Würdest du sagen, dass das Album auf irgendeine Art auch ein Konzept-Album ist, weil Philly immer wieder Thema ist?

Das Thema zieht sich schon durch aber es ist kein Konzept-Album per se. Das andere Thema, dass seinen Weg zwangsläufig ins Album gemacht hat, war „sich zu verlieben". Das ist also auch stark verwoben mit den Songs.

Viele sagen dir eine „Hass-Liebe" zu deiner Heimatstadt Philadelphia nach…

Ich denke jeder hat eine Hass-Liebe zu seiner Heimatstadt. Ich weiß, dass ich niemals in Philadelphia bleiben wollte und doch war es irgendwie schmerzvoll weg zu gehen. Als ich in Kalifornien gelebt habe für eine Weile, habe ich mich ähnlich gefühlt wie in Philly. Und mir wurde klar, dass vielleicht nicht die Städte das Problem sind, sondern ich. Das ist im Song „Helluva Home" gegipfelt. Es ist hart zu bleiben, aber auch hart zu gehen.

Du spielst Ende Juni in Trier. Du warst sogar schon mal hier. Zum Beispiel 2012 im Exhaus als Support von Laura, damals Tom, Gabel.
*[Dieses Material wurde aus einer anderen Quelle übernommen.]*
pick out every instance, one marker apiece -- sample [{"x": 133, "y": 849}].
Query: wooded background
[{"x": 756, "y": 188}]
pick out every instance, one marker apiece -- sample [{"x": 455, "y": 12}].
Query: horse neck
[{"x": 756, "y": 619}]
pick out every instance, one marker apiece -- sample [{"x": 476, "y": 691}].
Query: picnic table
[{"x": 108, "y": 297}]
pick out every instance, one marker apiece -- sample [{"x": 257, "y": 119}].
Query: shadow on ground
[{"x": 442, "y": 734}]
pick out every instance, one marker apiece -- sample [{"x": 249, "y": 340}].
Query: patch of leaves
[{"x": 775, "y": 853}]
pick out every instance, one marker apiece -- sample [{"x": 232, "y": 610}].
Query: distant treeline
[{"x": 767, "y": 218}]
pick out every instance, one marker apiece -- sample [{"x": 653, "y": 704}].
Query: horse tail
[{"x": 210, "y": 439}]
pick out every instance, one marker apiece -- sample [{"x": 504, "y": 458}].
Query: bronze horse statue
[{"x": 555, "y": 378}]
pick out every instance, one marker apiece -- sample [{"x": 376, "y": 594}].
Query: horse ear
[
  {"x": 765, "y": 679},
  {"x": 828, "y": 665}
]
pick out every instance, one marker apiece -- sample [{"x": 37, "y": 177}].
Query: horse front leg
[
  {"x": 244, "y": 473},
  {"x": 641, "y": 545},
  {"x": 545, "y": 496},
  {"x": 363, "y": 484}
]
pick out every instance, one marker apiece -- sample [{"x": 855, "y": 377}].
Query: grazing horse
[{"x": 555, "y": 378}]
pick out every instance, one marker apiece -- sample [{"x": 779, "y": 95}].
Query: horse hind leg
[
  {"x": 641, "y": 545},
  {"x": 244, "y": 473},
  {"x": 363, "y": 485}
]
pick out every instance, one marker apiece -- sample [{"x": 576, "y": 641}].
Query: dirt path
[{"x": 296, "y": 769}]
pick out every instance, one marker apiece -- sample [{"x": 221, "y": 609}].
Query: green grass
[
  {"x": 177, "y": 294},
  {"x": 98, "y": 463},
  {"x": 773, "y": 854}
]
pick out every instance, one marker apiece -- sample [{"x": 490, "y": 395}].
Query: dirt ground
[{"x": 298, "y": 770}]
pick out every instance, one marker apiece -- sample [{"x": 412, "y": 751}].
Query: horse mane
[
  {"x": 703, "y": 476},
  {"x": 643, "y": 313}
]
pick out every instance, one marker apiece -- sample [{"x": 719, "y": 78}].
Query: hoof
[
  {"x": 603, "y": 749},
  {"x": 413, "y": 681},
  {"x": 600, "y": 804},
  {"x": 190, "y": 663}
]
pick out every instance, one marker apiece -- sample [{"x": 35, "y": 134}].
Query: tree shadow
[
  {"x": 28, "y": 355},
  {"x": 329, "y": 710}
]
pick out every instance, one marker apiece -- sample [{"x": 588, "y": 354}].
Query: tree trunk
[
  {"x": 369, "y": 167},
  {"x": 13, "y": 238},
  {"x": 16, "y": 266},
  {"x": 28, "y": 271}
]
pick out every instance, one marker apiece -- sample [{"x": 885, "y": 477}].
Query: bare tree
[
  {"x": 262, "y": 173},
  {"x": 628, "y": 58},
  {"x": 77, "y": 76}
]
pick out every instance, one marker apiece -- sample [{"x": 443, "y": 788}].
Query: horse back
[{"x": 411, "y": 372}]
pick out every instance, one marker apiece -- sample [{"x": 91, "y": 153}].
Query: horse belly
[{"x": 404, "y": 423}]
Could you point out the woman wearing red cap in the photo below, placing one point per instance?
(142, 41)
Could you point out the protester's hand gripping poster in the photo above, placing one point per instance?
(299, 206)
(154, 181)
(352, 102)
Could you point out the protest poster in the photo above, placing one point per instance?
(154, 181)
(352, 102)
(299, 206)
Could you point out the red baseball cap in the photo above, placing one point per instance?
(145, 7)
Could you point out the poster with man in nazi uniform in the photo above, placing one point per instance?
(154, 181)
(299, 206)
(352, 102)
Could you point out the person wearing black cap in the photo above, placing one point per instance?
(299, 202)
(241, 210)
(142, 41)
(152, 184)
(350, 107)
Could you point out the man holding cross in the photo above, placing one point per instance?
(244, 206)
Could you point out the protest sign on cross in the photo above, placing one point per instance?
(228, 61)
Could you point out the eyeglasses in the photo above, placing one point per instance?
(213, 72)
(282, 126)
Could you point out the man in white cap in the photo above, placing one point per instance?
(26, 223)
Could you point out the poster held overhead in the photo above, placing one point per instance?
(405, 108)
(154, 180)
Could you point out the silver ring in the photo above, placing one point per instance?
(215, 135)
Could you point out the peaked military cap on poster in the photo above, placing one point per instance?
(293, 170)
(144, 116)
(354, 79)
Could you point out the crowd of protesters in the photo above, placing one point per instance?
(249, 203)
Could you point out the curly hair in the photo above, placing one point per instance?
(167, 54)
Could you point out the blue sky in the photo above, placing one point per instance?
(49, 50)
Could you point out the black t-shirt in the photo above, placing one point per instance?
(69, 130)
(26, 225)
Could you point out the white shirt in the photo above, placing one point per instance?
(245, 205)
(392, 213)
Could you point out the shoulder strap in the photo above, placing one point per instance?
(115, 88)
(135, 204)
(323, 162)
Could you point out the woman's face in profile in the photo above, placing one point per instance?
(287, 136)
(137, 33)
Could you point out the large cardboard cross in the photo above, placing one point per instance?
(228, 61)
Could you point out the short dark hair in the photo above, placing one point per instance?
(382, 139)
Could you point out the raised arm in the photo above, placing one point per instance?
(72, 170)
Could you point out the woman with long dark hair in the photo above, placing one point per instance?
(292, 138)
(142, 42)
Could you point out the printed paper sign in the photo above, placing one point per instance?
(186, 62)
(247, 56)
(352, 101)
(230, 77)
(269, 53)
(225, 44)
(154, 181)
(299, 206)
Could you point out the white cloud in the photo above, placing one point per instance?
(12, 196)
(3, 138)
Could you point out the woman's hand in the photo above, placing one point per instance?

Kannst du beschreiben, wie du dich fühlst, wenn du ein bisschen zurück schaust in diesen fünf Jahren? Es ist immerhin viel passiert seitdem.

Das war eine spaßige Show. Aufregend wieder nach Trier zu kommen und ne Show zu spielen. Ich glaube The Mermaid wird die Stadt mögen. Wir haben eine Menge getourt dieses Jahr als Support von anderen Bands. Es wird großartig auch nochmal eine Headline-Show zu spielen. Wir sind eigentlich immer ziemlich Feuer und Flamme, wenn wir die Chance haben in Deutschland zu spielen, da bildet Trier keine Ausnahme. Wir freuen uns und sehen uns dort.

Dave, vielen Dank für das bewegende und aufschlussreiche Gespräch. Wir wünschen dir viel Spaß und eine gute Show!